By Russ Ramsey
To follow Jesus is to leave another world and way behind.
With the Passover drawing near, Jesus and His followers stopped in Jericho to gather supplies for the last eighteen miles of their pilgrimage into Jerusalem. As they left the city, a large crowd followed (Mark 10:46).
A blind man named Bartimaeus sat outside the city gate begging (Luke 18:35). In that day and age, his condition doomed him to a life of poverty and darkness. This was the nature of the world he inhabited. Blindness dictated that he’d be a beggar for life, helpless at the gates, living off the charity of other men and women.
Bartimaeus, who experienced the world through the sounds and the silences of the people around him, sat up when he heard the large, enthusiastic crowd flood the street by which he sat. He called for someone to tell him what was happening. “Jesus of Nazareth is coming,” someone said. Sitting up in excitement, Bartimaeus cried out, “Jesus, Son of David, have mercy on me” (Mark 10:47).
As he cried out for Jesus’s mercy, the crowds told him to be quiet (Luke 18:39). But Bartimaeus believed the prophets who said that “everyone who calls on the name of the Lord will be saved” (Joel 2:32), so he dug down deep and cried out even louder, “Son of David, have mercy on me!” Though they’d never met, Bartimaeus believed this serendipitous encounter on the road outside of Jericho could very likely be the moment where God would exchange the ashes of his life for beauty, and he did not want to let this hour of the Lord’s favor pass him by (Isaiah 61:2–3).
Jesus called for him, and springing to his feet, Bartimaeus threw down his cloak that held the proceeds of that day’s begging and took the hand of a man who led him to Jesus (Mark 10:50).
“What do you want me to do for you?” Jesus asked him.
Bartimaeus did not hesitate: “I want to see” (Mark 10:51).
He didn’t want money. He didn’t want honor. He wanted his eyes opened. Bartimaeus saw Jesus as the one man who could do for him something no one else could. He knew he was asking for more than the gift of sight. If Jesus were to heal Bartimaeus, He would strip away the man’s means of income, his place in the community, his daily routine, his identity. Bartimaeus understood this, but who else could deliver him? (Romans 7:24). And when Jesus did heal him, He said, “Receive your sight… Your faith has saved you” (Luke 18:42–43; Mark 10:52).
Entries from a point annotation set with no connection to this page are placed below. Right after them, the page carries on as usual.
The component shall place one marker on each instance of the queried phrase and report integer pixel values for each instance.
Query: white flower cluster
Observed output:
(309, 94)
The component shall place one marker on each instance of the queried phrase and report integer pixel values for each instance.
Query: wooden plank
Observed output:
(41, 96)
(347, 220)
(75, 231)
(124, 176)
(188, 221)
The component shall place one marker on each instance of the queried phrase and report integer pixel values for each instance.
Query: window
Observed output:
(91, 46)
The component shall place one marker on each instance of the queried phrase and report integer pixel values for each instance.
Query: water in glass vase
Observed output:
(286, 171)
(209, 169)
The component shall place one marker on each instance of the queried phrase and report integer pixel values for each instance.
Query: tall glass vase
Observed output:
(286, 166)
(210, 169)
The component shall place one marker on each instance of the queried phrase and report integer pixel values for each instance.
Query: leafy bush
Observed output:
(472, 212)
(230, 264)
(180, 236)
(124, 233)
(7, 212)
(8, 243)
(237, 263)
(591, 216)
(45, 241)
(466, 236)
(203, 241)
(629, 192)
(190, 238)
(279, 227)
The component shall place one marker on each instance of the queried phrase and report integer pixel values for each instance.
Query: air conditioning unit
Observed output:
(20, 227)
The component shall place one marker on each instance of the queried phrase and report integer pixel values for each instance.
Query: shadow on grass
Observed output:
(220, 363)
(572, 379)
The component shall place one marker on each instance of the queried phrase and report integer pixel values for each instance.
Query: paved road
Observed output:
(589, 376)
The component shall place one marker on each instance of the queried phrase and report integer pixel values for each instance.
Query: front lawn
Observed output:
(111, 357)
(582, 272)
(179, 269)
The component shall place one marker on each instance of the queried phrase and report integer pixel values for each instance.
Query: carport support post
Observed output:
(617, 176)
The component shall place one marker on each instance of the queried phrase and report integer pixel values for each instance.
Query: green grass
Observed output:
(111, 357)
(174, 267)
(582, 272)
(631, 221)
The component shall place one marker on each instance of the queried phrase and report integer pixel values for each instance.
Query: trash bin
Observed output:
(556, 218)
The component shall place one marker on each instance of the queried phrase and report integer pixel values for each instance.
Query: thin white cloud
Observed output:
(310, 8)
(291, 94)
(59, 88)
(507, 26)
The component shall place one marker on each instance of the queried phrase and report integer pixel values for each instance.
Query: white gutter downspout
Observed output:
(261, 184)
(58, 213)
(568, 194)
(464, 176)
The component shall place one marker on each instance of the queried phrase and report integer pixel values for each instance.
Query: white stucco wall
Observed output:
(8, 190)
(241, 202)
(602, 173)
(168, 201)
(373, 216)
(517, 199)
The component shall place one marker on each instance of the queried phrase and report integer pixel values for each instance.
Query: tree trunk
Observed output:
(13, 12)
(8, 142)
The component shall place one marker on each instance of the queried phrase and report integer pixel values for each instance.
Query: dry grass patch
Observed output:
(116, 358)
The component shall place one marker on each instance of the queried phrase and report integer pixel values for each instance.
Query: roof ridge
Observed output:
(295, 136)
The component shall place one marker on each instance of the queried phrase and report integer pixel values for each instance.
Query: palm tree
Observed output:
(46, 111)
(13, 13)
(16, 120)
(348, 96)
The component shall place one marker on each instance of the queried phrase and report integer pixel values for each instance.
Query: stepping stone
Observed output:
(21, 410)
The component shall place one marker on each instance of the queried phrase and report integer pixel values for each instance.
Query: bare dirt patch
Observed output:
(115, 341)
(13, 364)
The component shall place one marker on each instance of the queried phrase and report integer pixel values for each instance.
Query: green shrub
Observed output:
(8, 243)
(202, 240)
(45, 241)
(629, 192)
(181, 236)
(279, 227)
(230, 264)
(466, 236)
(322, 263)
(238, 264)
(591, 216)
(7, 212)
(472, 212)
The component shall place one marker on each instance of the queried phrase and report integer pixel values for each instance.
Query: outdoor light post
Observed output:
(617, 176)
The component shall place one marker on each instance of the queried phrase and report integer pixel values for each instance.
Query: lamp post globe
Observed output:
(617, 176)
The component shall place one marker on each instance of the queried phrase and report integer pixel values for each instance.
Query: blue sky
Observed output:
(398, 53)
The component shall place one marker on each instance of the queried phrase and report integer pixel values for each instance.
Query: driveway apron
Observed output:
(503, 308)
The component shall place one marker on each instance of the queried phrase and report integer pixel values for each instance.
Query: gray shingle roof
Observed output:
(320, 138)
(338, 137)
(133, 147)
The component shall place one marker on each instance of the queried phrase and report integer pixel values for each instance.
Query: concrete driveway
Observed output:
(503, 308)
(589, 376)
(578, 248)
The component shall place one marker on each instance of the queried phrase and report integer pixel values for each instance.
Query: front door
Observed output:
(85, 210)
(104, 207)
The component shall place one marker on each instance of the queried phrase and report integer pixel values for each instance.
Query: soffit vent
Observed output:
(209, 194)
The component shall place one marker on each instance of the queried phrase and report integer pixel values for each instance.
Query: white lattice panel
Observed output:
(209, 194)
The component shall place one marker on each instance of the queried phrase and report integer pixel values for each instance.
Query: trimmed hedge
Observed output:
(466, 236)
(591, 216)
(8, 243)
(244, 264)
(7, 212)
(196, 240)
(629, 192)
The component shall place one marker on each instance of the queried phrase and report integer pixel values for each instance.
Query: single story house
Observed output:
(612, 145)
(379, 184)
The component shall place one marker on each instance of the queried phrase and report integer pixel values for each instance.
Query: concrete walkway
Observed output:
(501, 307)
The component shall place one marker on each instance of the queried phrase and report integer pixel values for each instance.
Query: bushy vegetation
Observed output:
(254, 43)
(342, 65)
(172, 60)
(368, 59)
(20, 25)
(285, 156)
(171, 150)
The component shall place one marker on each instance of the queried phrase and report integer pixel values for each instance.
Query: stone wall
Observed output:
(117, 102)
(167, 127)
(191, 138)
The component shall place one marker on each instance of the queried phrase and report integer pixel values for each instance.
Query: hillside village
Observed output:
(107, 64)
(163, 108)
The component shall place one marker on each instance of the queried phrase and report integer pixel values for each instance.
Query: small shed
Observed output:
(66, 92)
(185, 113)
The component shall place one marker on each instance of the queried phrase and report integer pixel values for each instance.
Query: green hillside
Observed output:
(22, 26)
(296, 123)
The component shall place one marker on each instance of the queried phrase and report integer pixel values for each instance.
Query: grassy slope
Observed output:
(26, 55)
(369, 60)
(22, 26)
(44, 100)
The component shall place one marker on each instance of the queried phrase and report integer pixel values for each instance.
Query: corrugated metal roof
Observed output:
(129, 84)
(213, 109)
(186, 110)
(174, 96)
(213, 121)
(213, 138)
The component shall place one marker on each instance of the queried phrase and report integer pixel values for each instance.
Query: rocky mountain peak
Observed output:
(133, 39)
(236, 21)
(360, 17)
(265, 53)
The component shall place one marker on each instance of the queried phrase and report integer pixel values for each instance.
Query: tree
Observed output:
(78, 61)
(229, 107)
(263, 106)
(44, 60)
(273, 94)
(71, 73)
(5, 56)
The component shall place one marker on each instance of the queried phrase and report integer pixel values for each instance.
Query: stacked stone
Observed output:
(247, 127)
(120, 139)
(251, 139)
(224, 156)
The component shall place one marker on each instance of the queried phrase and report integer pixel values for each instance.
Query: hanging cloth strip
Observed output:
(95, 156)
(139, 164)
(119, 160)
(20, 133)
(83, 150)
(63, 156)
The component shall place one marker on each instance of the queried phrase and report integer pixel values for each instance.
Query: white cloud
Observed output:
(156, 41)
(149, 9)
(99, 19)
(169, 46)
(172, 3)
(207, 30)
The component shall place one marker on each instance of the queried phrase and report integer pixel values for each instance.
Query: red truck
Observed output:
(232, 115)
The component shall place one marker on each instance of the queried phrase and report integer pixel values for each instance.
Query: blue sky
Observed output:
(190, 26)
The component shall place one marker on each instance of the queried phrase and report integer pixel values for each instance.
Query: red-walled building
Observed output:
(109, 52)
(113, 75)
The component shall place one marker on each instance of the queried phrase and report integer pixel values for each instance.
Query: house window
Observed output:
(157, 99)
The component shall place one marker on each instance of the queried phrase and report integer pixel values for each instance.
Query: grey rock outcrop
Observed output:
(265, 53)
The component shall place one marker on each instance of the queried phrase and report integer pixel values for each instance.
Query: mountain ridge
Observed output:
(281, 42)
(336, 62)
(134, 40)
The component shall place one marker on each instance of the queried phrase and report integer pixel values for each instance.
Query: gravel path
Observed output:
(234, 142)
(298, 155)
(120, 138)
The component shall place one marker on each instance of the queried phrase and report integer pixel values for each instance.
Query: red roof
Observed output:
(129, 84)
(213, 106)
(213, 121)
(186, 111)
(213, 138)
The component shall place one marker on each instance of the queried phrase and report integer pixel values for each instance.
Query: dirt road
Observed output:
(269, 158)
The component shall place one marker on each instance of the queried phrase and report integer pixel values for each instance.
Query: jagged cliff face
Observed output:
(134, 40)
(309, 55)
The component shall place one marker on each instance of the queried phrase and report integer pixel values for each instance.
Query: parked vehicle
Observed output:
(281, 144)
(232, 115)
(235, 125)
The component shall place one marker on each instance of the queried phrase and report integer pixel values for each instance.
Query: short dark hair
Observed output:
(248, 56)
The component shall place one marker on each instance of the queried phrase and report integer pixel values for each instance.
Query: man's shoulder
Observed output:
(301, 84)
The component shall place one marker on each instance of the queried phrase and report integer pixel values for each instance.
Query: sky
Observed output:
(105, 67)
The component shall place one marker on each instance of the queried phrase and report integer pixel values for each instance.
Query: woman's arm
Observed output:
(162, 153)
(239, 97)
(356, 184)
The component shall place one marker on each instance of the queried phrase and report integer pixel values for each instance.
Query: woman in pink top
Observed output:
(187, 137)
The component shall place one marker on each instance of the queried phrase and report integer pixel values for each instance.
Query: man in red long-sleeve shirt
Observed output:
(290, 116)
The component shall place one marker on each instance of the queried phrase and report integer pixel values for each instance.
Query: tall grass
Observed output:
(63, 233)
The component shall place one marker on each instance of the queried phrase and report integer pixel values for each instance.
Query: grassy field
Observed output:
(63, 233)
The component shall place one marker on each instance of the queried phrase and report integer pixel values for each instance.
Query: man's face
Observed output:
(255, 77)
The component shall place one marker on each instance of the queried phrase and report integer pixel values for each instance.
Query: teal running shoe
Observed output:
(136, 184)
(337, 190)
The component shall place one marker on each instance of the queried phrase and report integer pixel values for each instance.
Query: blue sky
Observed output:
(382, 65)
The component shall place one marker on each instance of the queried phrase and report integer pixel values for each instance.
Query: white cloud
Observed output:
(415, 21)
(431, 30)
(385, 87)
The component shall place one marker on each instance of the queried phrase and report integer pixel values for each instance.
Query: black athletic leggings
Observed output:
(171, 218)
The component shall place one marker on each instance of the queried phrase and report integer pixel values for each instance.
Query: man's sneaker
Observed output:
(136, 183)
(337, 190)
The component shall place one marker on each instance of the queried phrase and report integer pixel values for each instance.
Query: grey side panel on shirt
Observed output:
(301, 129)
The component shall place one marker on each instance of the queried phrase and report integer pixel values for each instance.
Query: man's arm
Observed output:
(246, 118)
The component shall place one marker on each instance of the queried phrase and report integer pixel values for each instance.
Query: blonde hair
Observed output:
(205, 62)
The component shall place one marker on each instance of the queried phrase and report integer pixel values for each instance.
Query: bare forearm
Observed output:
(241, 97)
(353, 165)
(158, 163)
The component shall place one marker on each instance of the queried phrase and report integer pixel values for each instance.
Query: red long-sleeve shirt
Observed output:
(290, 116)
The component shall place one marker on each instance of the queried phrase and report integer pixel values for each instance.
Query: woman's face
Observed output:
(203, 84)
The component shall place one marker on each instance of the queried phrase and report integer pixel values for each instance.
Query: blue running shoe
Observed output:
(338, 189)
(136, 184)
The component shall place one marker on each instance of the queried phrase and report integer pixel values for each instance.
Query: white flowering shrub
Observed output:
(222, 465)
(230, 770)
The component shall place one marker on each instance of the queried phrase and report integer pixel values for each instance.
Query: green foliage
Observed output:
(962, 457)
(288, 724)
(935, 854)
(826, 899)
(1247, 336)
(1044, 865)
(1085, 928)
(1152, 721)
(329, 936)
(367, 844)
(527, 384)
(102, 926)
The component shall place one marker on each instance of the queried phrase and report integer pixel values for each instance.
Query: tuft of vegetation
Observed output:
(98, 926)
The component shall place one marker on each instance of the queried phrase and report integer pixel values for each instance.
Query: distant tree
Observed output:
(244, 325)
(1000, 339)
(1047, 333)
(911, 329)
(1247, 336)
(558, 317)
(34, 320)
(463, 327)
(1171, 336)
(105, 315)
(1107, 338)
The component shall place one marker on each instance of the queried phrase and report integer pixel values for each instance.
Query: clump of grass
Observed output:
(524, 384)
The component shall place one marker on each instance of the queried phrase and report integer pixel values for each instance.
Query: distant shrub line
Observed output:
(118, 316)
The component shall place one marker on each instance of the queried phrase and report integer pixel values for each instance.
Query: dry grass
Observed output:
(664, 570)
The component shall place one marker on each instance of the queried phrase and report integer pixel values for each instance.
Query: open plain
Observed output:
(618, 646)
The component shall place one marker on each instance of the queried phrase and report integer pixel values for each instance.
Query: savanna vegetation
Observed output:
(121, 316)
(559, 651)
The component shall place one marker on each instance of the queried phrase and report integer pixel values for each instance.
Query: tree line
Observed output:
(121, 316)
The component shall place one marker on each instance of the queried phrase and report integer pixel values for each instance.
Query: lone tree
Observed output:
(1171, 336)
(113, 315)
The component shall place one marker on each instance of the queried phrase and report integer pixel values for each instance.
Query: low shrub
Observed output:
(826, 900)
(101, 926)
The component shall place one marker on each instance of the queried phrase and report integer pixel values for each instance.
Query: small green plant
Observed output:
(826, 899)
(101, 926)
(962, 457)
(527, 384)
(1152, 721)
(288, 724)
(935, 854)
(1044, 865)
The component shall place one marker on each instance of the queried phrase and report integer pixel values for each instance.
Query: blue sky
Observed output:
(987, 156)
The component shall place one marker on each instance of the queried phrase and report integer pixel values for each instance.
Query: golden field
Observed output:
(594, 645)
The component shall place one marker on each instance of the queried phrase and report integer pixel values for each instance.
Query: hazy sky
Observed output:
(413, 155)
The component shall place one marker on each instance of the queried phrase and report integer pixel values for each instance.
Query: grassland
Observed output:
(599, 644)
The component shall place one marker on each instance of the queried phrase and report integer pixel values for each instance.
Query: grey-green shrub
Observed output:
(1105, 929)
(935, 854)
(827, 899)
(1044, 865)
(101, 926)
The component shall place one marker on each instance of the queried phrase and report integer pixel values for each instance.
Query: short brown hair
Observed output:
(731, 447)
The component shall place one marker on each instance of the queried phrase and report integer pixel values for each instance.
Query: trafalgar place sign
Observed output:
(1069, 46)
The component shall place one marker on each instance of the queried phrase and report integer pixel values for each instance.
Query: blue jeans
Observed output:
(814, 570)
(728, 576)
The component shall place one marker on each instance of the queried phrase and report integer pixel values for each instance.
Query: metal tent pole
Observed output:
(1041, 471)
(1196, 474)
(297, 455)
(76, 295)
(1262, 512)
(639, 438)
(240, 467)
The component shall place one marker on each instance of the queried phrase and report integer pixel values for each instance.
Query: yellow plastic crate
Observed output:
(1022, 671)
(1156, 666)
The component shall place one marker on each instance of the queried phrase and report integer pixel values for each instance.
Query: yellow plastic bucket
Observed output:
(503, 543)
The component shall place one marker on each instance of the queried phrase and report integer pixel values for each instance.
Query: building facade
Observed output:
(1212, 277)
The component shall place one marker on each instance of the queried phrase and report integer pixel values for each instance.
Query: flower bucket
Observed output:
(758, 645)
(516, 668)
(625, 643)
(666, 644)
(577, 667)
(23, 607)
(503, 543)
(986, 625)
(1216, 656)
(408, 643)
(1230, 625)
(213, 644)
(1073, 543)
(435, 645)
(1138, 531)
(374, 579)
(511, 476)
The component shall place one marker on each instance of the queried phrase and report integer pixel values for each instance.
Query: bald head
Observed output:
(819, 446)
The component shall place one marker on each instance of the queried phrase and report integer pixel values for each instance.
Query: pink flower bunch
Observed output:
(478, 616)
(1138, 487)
To Bartimaeus, his way was now wherever Jesus was, and so he began to follow Him, glorifying God (Luke 18:43). This moment was so much more than a miracle for Bartimaeus. It was a conversion. He didn’t just put his faith in Jesus; he put his life in Jesus’s hands, leaving everything behind to follow Him.
Many come to Jesus thinking He can do wonderful things for them, but when people come asking for a new life few realize this means they must leave their old one behind. And yet, no matter what is left behind, what is given in exchange is infinitely greater.